Quantum Turbulence in Condensate Collisions: An Application of the Classical Field Method

We apply the classical field method to simulate the production of correlated atoms during the collision of two Bose-Einstein condensates. Our nonperturbative method includes the effect of quantum noise, and describes collisions of high density condensates with very large out-scattered fractions. Quantum correlation functions for the scattered atoms show that the correlation between pairs of atoms of opposite momentum is rather small. We also predict the existence of quantum turbulence in the field of the scattered atoms.

Figure 1

(a)–(f) Velocity mode populations on the planes $v_z=0$ (left) and $v_x=0$ (right) for the condensate collision described in the text at $t=0$ (top), $t=0.5\mathrm{m}\mathrm{s}$ (middle), and $t=2.0\mathrm{m}\mathrm{s}$ (bottom).

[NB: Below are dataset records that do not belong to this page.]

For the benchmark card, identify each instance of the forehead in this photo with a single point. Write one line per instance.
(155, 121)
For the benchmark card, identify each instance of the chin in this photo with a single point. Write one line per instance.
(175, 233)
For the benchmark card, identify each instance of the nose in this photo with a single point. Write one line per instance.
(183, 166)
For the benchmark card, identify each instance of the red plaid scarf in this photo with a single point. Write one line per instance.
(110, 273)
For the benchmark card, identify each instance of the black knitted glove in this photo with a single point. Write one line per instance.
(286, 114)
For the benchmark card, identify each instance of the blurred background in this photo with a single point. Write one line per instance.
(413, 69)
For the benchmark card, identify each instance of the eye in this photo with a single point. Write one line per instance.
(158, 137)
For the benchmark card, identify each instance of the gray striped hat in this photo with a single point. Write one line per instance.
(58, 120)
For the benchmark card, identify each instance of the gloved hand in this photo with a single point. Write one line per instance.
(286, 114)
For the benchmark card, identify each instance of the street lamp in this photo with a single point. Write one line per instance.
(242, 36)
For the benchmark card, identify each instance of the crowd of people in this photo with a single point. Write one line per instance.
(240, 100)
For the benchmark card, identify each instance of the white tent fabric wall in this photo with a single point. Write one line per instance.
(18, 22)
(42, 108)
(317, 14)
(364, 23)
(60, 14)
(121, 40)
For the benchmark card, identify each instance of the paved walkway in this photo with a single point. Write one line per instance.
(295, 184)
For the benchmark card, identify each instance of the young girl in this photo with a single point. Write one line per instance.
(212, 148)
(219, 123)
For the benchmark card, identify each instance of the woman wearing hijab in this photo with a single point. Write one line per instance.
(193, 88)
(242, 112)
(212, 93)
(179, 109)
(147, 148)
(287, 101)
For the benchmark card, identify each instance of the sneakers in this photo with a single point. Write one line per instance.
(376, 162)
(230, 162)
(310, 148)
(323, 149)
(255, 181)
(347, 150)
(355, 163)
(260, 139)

The spherical momentum cutoff is clearly visible in the upper plots due to the presence of quantum fluctuations. (g)–(h) Mode populations at $t=2.0\mathrm{m}\mathrm{s}$ for an identical collision excluding vacuum noise.

Figure 2

Correlation functions for the simulation of Fig. 1: (a) average mode population; (b) pair creation correlation; (c),(d) amplitude autocorrelation.

Figure 3

Normalized data collection region populations for the classical field simulations (sold lines) and complex scattering length simulations (dashed lines). Initial condensate numbers are (lowest to highest) $(1,3,6)\times {10}^6$, all with $v_c=10\mathrm{m}\mathrm{m}/\mathrm{s}$. Subplot (b) shows the early times of (a).